Still, sometimes you connect with a character in a film so much that you hope against hope they were playing themselves. And so it was with Simon Pegg, Nick Frost and Edgar Wright, the trio behind The World’s End. The film, out tomorrow, is the third in the ‘Three Flavours Cornetto Trilogy’, so dubbed for the iced confection that cameos in all three; The World’s End follows 2004’s Shaun of the Dead and 2007’s Hot Fuzz.

All three were in Melbourne for press junkets a few weeks back. I spoke with Pegg and Frost first, and their much-vaunted chemistry was on show; later, I spoke with Wright, who was either contagious or being punished for something, because he was all on his lonesome.

I was hoping for pint-swilling, swearing and adorably moronic hare-brainery, but there was none of that. That isn’t to say they weren’t perfectly delightful, amenable, intelligent and very funny blokes; they most definitely were all three.

The World’s End is about a group of childhood mates who go back to the sleepy town they grew up in to complete a pub crawl along the hamlet’s infamous “golden mile”, only to discover the town’s folk have been replaced with robots. The group of five, led by Pegg and Frost, slur, stumble and stagger their way through this hilarious misadventure.

Cue the debauched set stories… right?

The World’s End Is Not Pro-Booze

Nick Frost: As a 41-year-old father, it’d be bad form to be out on the piss all the time. You just get to a point where you gradually leave all that behind. And then you get to a point where you don’t even get drunk on your birthday anymore, because you don’t like feeling shit in the morning.

Simon Pegg: Half the people who watch this say, ‘God, I don’t want to drink anymore’. The other half say, ‘I really wanted a beer when I came out of that film’.

Can I get a “woot woot” for camp two?

SP: If you came out of this film feeling that it’s pro-alcohol, then you’ve completely misread it.

Surely Wright has some boozy set stories to tell?

Edgar Wright:  I stopped drinking during the whole movie as well, just because I like to stay sharp. I’ve done this on my last three films.
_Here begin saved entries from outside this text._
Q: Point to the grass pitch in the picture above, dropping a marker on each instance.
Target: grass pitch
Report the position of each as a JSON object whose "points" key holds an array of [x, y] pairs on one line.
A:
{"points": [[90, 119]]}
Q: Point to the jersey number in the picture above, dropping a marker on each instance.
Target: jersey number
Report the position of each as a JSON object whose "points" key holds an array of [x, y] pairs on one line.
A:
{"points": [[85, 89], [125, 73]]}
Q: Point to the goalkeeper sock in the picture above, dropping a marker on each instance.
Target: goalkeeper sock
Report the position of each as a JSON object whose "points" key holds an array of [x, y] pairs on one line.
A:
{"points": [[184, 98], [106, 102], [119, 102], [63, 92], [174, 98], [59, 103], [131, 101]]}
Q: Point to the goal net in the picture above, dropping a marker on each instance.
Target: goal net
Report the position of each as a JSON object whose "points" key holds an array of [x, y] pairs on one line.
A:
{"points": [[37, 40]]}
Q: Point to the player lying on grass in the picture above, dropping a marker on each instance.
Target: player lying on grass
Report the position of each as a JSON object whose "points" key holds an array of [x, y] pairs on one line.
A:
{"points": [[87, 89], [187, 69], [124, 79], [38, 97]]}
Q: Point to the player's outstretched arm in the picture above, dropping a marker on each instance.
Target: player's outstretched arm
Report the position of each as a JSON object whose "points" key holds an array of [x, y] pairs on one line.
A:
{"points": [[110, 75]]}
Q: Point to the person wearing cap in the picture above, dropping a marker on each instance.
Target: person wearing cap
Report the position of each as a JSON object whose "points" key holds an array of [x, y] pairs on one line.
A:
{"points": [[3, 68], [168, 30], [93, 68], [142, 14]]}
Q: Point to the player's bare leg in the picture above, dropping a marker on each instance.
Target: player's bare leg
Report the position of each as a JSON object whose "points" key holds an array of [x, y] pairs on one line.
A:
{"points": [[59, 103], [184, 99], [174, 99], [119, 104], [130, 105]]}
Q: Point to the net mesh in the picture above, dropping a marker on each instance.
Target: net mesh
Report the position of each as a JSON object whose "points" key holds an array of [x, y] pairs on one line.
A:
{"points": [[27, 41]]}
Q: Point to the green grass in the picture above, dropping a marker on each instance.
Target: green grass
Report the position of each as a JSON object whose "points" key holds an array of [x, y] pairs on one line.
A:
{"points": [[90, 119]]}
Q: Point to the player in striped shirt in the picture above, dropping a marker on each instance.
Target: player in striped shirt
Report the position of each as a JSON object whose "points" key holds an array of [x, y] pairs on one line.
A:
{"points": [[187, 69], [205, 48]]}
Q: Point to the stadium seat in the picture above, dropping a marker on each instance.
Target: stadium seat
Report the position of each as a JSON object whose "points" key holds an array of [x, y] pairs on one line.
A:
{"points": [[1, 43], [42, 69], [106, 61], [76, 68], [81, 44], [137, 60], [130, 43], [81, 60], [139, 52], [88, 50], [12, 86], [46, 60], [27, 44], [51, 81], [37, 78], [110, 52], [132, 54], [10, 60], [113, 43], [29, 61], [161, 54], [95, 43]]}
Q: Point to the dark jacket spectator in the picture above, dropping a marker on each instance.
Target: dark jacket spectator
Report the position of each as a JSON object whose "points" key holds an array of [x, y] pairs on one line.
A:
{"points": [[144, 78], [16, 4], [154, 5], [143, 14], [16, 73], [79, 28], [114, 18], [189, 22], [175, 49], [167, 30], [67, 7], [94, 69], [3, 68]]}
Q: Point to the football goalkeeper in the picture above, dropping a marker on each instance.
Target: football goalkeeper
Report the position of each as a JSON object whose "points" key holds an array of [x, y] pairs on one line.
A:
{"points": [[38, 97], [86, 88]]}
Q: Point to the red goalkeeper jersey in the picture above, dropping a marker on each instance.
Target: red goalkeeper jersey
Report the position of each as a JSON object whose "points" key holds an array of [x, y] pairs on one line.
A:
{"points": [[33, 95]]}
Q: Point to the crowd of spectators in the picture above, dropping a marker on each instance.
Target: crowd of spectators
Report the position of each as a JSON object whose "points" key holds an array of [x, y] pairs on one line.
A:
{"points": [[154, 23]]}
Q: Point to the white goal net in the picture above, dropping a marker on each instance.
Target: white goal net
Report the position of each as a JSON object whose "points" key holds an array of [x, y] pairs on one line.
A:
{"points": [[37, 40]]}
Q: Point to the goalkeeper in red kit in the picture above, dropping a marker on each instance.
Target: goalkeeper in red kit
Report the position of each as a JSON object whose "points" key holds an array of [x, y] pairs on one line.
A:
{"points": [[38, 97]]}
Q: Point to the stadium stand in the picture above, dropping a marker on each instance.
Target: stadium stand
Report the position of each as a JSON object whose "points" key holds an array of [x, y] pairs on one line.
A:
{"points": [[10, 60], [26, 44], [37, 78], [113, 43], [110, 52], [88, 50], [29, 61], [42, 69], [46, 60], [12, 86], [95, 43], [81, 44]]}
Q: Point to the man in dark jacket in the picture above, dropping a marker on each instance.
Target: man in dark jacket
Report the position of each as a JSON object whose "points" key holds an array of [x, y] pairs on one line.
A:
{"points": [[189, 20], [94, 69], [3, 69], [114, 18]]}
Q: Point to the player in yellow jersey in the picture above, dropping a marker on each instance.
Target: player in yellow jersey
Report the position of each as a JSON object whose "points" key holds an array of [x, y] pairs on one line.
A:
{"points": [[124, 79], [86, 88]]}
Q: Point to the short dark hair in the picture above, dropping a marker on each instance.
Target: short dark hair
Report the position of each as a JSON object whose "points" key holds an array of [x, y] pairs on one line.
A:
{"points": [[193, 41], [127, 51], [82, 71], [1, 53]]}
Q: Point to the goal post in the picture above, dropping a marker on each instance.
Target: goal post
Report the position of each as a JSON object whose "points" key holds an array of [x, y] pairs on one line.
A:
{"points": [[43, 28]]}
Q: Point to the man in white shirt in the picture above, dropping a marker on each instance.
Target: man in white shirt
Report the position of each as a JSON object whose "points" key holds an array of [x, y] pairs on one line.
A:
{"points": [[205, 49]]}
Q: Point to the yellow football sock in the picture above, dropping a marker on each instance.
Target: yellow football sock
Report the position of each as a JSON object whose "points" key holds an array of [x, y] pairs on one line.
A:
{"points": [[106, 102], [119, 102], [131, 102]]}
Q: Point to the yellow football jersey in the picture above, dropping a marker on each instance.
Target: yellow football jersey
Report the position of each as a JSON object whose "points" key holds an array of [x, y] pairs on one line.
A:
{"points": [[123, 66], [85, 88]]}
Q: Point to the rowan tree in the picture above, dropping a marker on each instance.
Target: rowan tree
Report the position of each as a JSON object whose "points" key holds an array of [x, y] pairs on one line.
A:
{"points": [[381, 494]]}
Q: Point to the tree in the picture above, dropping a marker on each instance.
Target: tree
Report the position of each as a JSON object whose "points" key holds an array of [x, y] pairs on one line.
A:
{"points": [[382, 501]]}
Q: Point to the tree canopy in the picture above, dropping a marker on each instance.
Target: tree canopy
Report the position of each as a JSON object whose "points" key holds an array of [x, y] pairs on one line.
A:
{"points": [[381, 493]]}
As you might imagine, when you’re making a film about drinking and shooting in pubs, the last thing you want to do at the end of the day is have a beer. I’m sure if you worked in a bar, it’s not going to be your first thing — like, ‘Oh man, I really need a drink at the end of this’. I probably got quite tipsy at the wrap party, because it was actually the first time I’d drunk in, like, sort of, six months.

But Wright says that the film’s protagonist, Gary King — a bloated drunk trying desperately to recapture his youth — is still partly autobiographical.

EW: When I was younger, for way too long I thought, ‘I’m hilarious when I’m drunk. I’m so funny when I’m drunk. I’m going to contrive to be drunk a lot at social occasions, ‘cause I am a funny drunk.’ But then you realise you’re not funny. I learnt that lesson early on, but Gary King never did.

I do have frequent attacks of nostalgia, and I wonder why the past obsesses me so much, especially when I’m very happy in my life and career. I wonder why I want to look back so much. The whole moral of the film is to be careful what you wish for, because if you go backwards you might get a nasty surprise.

They Used To Be Like You. But Now They’re Rich.

No matter how much you dug seminal ’90s Britcom Spaced, there will be no more of it. Because when you’re making a show about people who are young and poor, it helps if you’re actually young and poor. Pegg, Wright and Frost are no longer either. So what does this mean for their future collaborations?

SP: We couldn’t write Spaced now, because we don’t live in shitty digs anymore. There’s an element of truth that we had to write into that show then which we couldn’t write now, because things have changed. We’ve all got married and had kids, and we lead really different lives. [But] it’s not as though we’ve become out of touch. Right, Nick?

NF: The next film we do will probably be about two guys who…

SP: Smoke a lot of cigars.

NF:  …Smoke a lot of cigars, and who share a race horse and have problems with their lobster fork.

Sounds like This Is 40.

They Have A Plan For When The World Ends…

Two of the three Cornetto movies involve apocalypse scenarios, so it should come as no surprise that Pegg and Frost are doomsday preppers. The pair shared their tips on how to survive a zombie holocaust. Scoff if you like, but when the dead rise to feast on the brains of the living, you’ll be glad you read this.

SP: There was a sporting gun shop right near us, where we used to live when we made Shaun of the Dead — which is very rare in the UK. We were going to move along the roof tops to get inside it, arm up a little bit…

NF: Weren’t we then going to go to Enfield, where there’s that really big military magazine? We were going to go there and upgrade.

SP: We were going to steal a truck or something and get it out on the road… We had it planned out. You’d need to go somewhere very remote that you could essentially turn into a fortress, that you could sweep the zombies [out of]; an island. The end of [Day of the] Triffids is great ‘cause they just get on an island and sweep it, and you know you’re safe.

NF: But now, for me, it’s a sports stadium, because it has a ready-made — you know, that turf, it can be turned into an area to cultivate.

…But There Might Not Be Room In The Bunker For Wright

SP: Edgar drives us up the wall doesn’t he?*

NF: Yeah. I mean Edgar’s quite late often, [and] rude.

SP: Do that noise he made on the plane yesterday, when the water got delivered.

Adam Kamien is a sports nut/film buff/Renaissance man. He has written for sportal.com.au, and sparred with film Gods like Mike Leigh, Quentin Tarantino and Judd Apatow.

*(In the interest of balanced reporting and also not getting sued, it should be noted they were only joking and went on to say a whole bunch of much less interesting stuff about how they think he’s super.)